V - CRUZADA DE CARIDAD

No queremos poner término a este nuestro Mensaje natalicio sin antes dirigir una sentida palabra de gratitud a todos aquellos —Estados, Gobiernos, Obispos, pueblos—, que en estos tiempos de indecibles desventuras Nos han procurado valiosa ayuda para poder prestar oídos al grito de dolor que de tantas partes del mundo Nos llega y para poder alargar Nuestra mano benéfica a tantos amados hijos e hijas, a quienes las alternativas de la guerra han reducido a la extrema pobreza y miseria.

Y en primer lugar es justo recordar la extensa obra de asistencia desarrollada, a pesar de las extraordinarias dificultades de los transportes, por los Estados Unidos de América y, en cuanto se refiere particularmente a Italia, por el Excmo. Sr. Representante personal del Sr. Presidente de aquella Unión.
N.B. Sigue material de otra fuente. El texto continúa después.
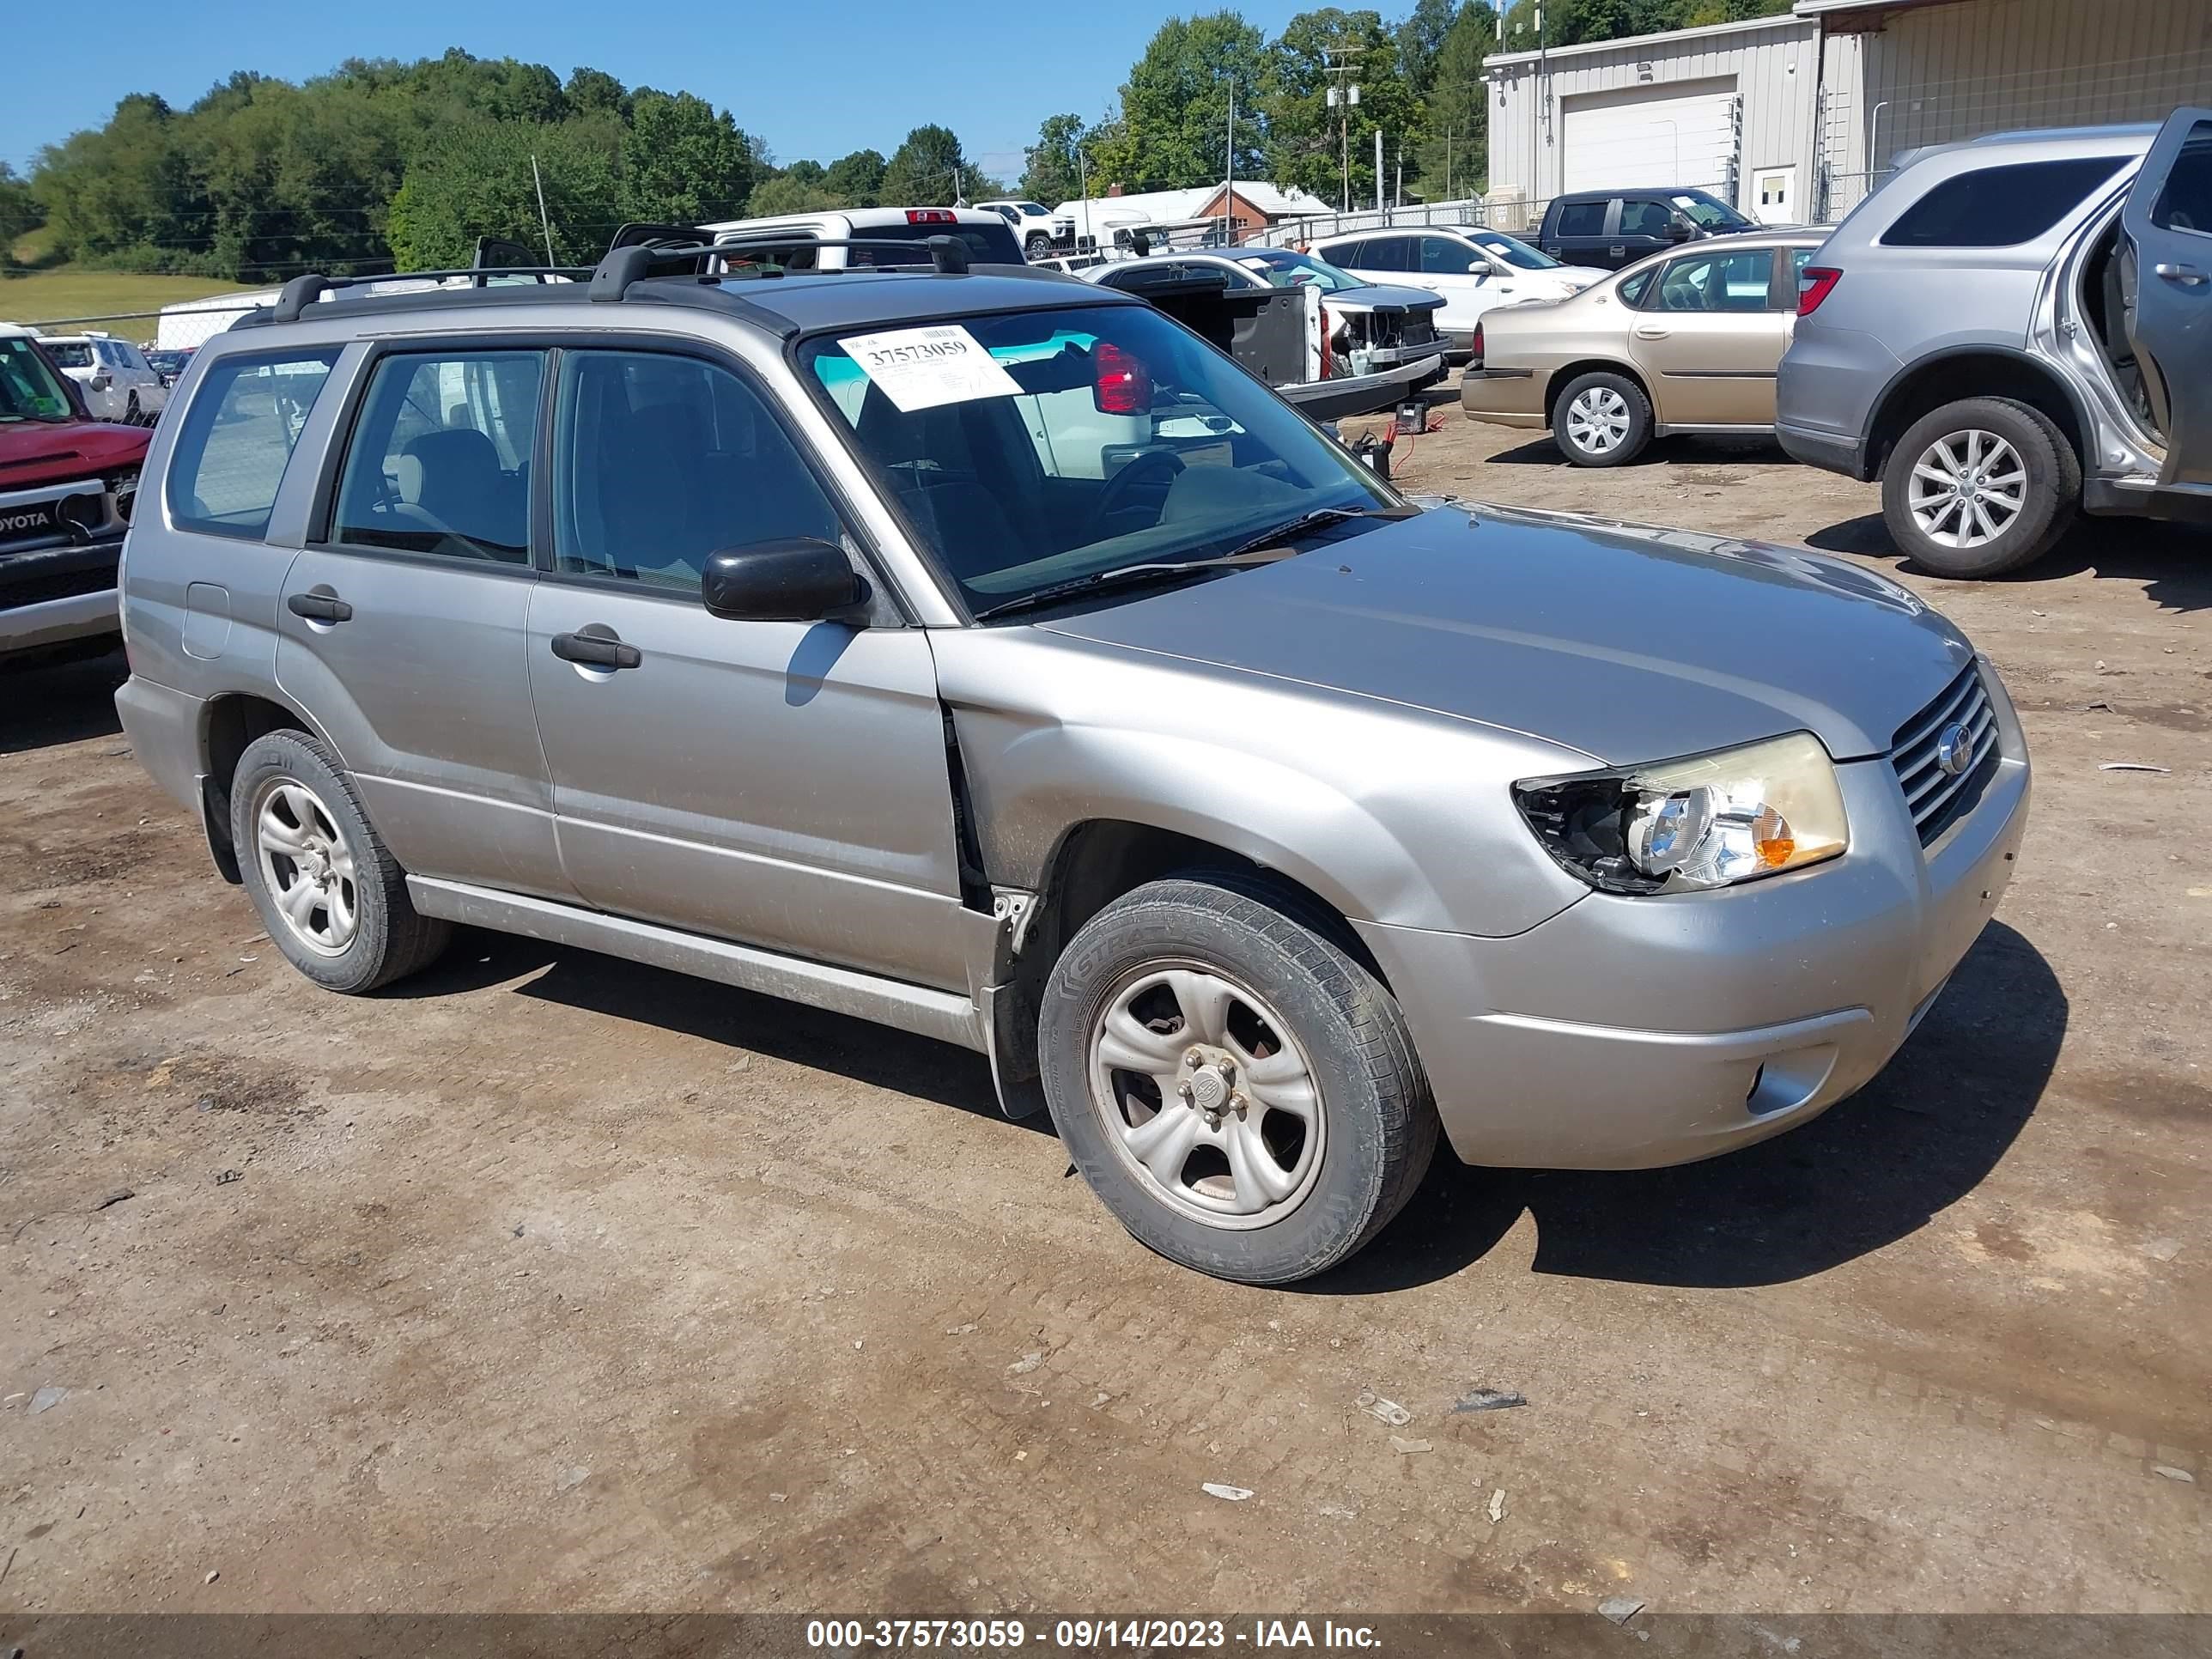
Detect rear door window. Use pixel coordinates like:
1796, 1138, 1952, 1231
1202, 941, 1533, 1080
1554, 201, 1607, 238
1651, 247, 1774, 313
1357, 236, 1416, 272
1881, 156, 2127, 246
331, 351, 544, 564
166, 351, 342, 539
2148, 117, 2212, 237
Ni menor alabanza y agradecimiento Nos place tributar a la generosidad del Jefe del Estado, del Gobierno y del pueblo Español, del Gobierno Irlandés, de la Argentina, de Australia, de Bolivia, de Brasil, de Canadá, de Chile, de Italia, de Lituania, del Perú, de Polonia, de Rumania, de Hungría, del Uruguay, que han competido en noble sentimiento de fraternidad y de caridad, cuyo eco no resonará inútilmente en el mundo.

Mientras los hombres de buena voluntad se afanan por echar un puente espiritual de unión entre los pueblos, esta acción de bien, pura y desinteresada, reviste un aspecto y un valor de singular importancia.

Cuando —como todos lo deseamos— las disonancias de odio y de la discordia que dominan la hora presente, no sean más que un triste recuerdo, madurarán con abundancia aún más copiosa los frutos de esta victoria del amor activo y magnánimo, sobre el veneno del egoísmo y de las enemistades.

A cuantos han participado en esta cruzada de caridad sírvales de estimulo y recompensa Nuestra Bendición Apostólica y la idea de que, en la fiesta del amor, sube al cielo en su favor, desde innumerables corazones angustiados, pero no olvidadizos en su angustia, la agradecida plegaria: Retribuere dignare, Domine, omnibus nobis bona facientibus propter nomen tuum, vitam aeternam!